Building an Interdisciplinary Digital Humanities/New Media Community in the Deep South

I have been fortunate to attend a few THATCamps connected to academic conferences for historians, and I have wanted to work with others to create a THATCamp (and, we hope, a series of unconferences) rooted in New Orleans and the Gulf Coast region. UNO and USM folk from various backgrounds started to collaborate on digital projects several years ago via content development for the Hurricane Digital Memory Bank, whose project funding birthed the precursor to Omeka. Therefore, we sought to begin the process of making connections and building a community that transcends the typical borders separating people engaged in digital projects.

One of the best features of THATCamps is their ability to facilitate interdisciplinary exchanges. The conversations that take place when librarians, archivists, museum curators, graduate students, K-12 faculty, public historians, humanities faculty, and others gather together are invaluable. I hope our first gathering will help us to develop a supportive community. I had the pleasure of teaching history and writing classes in a computer classroom starting in 1993 and presenting at Computers & Writing in 1997, so I know how much good comes from getting out of disciplinary ruts or sinkholes.

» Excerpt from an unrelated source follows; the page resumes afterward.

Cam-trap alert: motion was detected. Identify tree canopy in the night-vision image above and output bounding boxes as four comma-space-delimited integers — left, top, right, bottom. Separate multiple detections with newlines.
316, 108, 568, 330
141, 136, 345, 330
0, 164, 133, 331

Maybe we will come up with some solutions to a few of the common problems facing most who work on noncommercial digital projects in the Deep South:

*lack of funding and/or the constant threat of losing meager funding sources;

*lack of administrative support, including attention to key issues such as time & labor & technical support; and

*lack of interest and/or respect for non-commercial digital work, regardless of whether it’s presented as “digital humanities” and if DH’s time as the latest academic fad may seem to have come (and gone).

The arrival of Gena Chattin and Jennifer Jackson on UNO’s campus in concert with the long-term interest shown by Jeanne Pavy and others at UNO as well as Jeanne Gillespie and Diane Ross on USM’s campus have served as the catalyzing energies that have allowed us to move forward. More recently, UNO’s History Department has partnered with Vicki Mayer in Tulane’s Communication Department for a mobile history (ios and Android or Google Play) project using omeka known as neworleanshistorical.org.

Let’s begin to collaborate to build a more effective DH community.

Categories: Administrative, Collaboration, Funding, Project Management, Session Proposal, Your Categories Are Inadequate |

About Michael Mizell-Nelson

Interests: digital projects; New Orleans & Louisiana history; public history; documentary video production; labor and food history; 20th century US history.

1 Response to Building an Interdisciplinary Digital Humanities/New Media Community in the Deep South

  1. Vicki Mayer says:

    Yea! I’d love to see even a semesterly meeting group with notes online so others can see all the projects out there in Nola. To the last point, has DH come and gone, I’d say NO! It’s a fuzzy concept, MOOCs and all, but it is here to stay. I was just in Toronto for a DH meeting of about 1000 people from everywhere. I think the key for New Orleans is to not go at it alone, to pool those resources, whether time or money. I’ll be there for sure!